Oil retreats from recent highs
Oil prices eased on guarded hopes that a ceasefire could become permanent. Brent crude futures, the global benchmark, were last reported down 1.2% at $98.14 a barrel, while U.S. West Texas Intermediate crude futures fell 2.5% to $96.64 a barrel.
Those moves marked a pullback from recent spikes following the joint U.S.-Israeli assault in late February that substantially disrupted flows. The International Energy Agency had warned that oil prices may not yet fully reflect the severity of the supply shock, an observation that left markets cautious even as prices dipped below the four-figure mark for some contracts.
Gold steadies as dollar softens
Precious metals gained ground on Tuesday amid a softer U.S. dollar and nascent signs of de-escalation in the Iran conflict. Spot gold rose 0.7% to $4,770.73 an ounce by 08:13 ET, while gold futures were quoted up 0.5% at $4,793.20 per ounce.
Market participants noted that weakness in the dollar can make gold more attractive to overseas buyers, potentially underpinning demand. Historically held as a hedge in times of geopolitical uncertainty, gold has at times been less favoured in this conflict because investors have leaned on the dollar for safety. The characterization of the U.S. as a net energy exporter, and the perception that it might be insulated from disruptions to Persian Gulf oil flows, has contributed to that dynamic. As signs of de-escalation accumulated, the dollar weakened somewhat and bullion advanced.

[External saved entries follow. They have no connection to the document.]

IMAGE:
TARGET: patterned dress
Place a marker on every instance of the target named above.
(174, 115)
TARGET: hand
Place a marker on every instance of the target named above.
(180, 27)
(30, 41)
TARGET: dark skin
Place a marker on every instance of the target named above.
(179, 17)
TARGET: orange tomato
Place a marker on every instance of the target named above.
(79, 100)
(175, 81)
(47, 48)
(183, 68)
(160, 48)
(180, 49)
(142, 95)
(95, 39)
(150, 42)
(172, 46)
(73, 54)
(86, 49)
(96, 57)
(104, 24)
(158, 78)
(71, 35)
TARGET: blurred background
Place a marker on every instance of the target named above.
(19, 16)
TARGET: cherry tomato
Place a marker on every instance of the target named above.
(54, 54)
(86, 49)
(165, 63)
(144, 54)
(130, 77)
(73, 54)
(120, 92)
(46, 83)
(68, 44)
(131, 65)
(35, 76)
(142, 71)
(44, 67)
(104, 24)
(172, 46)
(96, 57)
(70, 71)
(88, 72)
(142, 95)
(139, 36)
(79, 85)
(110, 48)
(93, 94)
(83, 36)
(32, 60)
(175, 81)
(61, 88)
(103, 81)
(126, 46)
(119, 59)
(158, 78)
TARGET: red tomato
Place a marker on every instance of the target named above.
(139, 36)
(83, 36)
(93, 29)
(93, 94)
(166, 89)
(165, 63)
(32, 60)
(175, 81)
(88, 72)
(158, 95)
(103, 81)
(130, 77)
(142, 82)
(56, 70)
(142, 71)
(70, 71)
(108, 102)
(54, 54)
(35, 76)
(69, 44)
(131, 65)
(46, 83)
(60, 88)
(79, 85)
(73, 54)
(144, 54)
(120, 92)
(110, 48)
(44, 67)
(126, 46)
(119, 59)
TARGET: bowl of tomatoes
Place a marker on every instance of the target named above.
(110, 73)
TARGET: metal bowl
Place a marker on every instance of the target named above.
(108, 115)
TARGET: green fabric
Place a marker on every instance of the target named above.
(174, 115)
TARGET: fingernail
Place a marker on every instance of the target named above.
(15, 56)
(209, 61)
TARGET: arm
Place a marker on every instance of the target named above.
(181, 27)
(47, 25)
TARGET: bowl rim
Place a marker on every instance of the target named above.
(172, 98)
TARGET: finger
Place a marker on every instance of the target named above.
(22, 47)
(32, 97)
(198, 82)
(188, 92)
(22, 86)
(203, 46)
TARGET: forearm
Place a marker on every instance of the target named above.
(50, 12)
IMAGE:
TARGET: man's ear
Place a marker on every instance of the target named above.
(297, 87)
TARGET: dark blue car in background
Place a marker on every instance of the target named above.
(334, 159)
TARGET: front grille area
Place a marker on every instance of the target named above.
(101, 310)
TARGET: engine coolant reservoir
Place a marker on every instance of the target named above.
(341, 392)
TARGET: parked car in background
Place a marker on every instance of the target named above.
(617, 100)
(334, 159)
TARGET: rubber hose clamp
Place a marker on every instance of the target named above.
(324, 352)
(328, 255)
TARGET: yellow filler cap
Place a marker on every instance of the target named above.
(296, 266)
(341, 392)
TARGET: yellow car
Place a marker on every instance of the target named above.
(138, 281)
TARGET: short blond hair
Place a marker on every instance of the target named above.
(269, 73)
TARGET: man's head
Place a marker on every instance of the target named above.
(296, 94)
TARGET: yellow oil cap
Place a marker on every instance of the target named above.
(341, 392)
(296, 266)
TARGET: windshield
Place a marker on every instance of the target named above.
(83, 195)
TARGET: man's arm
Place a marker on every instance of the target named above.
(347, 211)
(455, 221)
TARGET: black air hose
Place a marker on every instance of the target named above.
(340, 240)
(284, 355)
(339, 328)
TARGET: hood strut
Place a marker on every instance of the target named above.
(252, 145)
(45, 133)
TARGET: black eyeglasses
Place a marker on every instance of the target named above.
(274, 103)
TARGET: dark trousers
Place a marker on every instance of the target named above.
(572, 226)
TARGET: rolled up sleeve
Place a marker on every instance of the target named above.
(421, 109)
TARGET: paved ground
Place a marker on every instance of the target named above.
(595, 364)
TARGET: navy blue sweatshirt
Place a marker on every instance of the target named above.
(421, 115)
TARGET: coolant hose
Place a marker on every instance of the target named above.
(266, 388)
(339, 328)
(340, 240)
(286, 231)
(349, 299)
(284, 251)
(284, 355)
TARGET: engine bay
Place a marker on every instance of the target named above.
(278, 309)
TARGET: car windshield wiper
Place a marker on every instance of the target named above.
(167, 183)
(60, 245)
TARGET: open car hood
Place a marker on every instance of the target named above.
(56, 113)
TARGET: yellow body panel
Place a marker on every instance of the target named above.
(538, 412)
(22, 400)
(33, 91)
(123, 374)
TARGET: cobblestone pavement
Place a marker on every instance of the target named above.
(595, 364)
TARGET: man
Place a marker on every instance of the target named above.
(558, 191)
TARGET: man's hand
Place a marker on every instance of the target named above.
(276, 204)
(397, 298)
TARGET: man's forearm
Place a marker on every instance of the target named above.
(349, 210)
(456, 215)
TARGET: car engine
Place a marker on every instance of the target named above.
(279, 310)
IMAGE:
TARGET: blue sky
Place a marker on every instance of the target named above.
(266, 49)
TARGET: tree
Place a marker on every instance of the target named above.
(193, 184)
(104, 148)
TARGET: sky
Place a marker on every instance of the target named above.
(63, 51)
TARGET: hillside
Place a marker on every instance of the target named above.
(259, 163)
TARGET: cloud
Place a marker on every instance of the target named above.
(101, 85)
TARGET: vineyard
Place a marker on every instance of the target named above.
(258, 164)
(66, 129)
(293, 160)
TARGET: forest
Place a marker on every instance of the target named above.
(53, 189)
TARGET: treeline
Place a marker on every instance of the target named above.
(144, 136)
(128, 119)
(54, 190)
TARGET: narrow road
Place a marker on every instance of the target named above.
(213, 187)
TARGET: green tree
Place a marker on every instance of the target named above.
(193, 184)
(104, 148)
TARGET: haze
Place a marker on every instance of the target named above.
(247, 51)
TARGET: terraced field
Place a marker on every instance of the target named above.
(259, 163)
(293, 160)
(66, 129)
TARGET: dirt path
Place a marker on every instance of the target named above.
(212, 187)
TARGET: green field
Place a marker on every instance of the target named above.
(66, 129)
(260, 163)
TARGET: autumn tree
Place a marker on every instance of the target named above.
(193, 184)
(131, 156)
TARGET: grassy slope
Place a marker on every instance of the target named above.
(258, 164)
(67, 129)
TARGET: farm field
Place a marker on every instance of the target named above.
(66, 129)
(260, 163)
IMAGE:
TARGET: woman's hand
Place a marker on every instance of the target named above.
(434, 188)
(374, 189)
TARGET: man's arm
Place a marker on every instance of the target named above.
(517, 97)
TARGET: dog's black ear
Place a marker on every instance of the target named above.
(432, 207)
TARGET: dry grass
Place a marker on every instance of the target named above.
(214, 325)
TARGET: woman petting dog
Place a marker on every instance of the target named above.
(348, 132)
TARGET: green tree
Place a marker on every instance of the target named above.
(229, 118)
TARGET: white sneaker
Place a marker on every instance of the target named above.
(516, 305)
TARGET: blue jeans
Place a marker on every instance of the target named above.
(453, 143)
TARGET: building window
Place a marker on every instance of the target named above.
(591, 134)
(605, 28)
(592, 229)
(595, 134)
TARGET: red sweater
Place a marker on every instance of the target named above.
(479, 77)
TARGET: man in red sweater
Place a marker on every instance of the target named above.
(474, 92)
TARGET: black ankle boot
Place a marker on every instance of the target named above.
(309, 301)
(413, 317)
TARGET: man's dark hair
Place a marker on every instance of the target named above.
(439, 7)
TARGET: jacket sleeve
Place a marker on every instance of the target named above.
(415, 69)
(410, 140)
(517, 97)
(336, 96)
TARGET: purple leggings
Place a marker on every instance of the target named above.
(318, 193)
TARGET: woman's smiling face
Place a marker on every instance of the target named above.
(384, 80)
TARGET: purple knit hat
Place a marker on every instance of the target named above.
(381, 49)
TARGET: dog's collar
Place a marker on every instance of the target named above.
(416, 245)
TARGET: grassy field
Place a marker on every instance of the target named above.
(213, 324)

Big bank earnings draw investor focus
Market attention this week shifted to first-quarter results from major U.S. banks, led by JPMorgan Chase and Wells Fargo.
JPMorgan reported first-quarter adjusted revenue of $50.54 billion, topping Bloomberg consensus expectations of $49.26 billion. Net income rose to $16.5 billion, or $5.94 a share, compared with $14.6 billion, or $5.07 a share, a year earlier. The bank said revenue was helped by market volatility, which boosted equity-market trading activity as clients repositioned and hedged portfolios amid heightened movements in stocks.
Despite the better-than-expected top-line print, Chief Executive Jamie Dimon cautioned about a range of risks, describing an "increasingly complex set of risks" including geopolitical tensions and wars, energy price swings, uncertain global trade policies, large fiscal deficits and elevated asset prices.
Wells Fargo also reported preliminary first-quarter revenue growth and higher net interest income, highlighting robust consumer and business financial health. The group cautioned, however, that the impact of the oil price surge linked to the Iran situation would likely take time to manifest and said it was positioned for a variety of economic scenarios.
Shares of both JPMorgan and Wells Fargo were lower in premarket U.S. trading.
Market positioning and investor outlook
Investors appeared to adopt a wait-and-see stance in the face of mixed headlines. Analysts at ING noted that while media developments offered limited cause for optimism, markets were more inclined to observe developments rather than pre-empt outcomes. In their view, risk assets retained a "glass half-full" tone amid the current uncertainty.
For Canadian and global investors, the immediate influences to monitor include the success or failure of the diplomatic track between the U.S. and Iran, the operational impact of the naval blockade on crude flows, and how sustained volatility could affect trading revenues at major financial institutions.
In the near term, equity markets are likely to remain sensitive to incremental news on the ceasefire negotiations, further reports on blockade operations, movement in oil and bullion prices, and earnings updates from financial-sector heavyweights.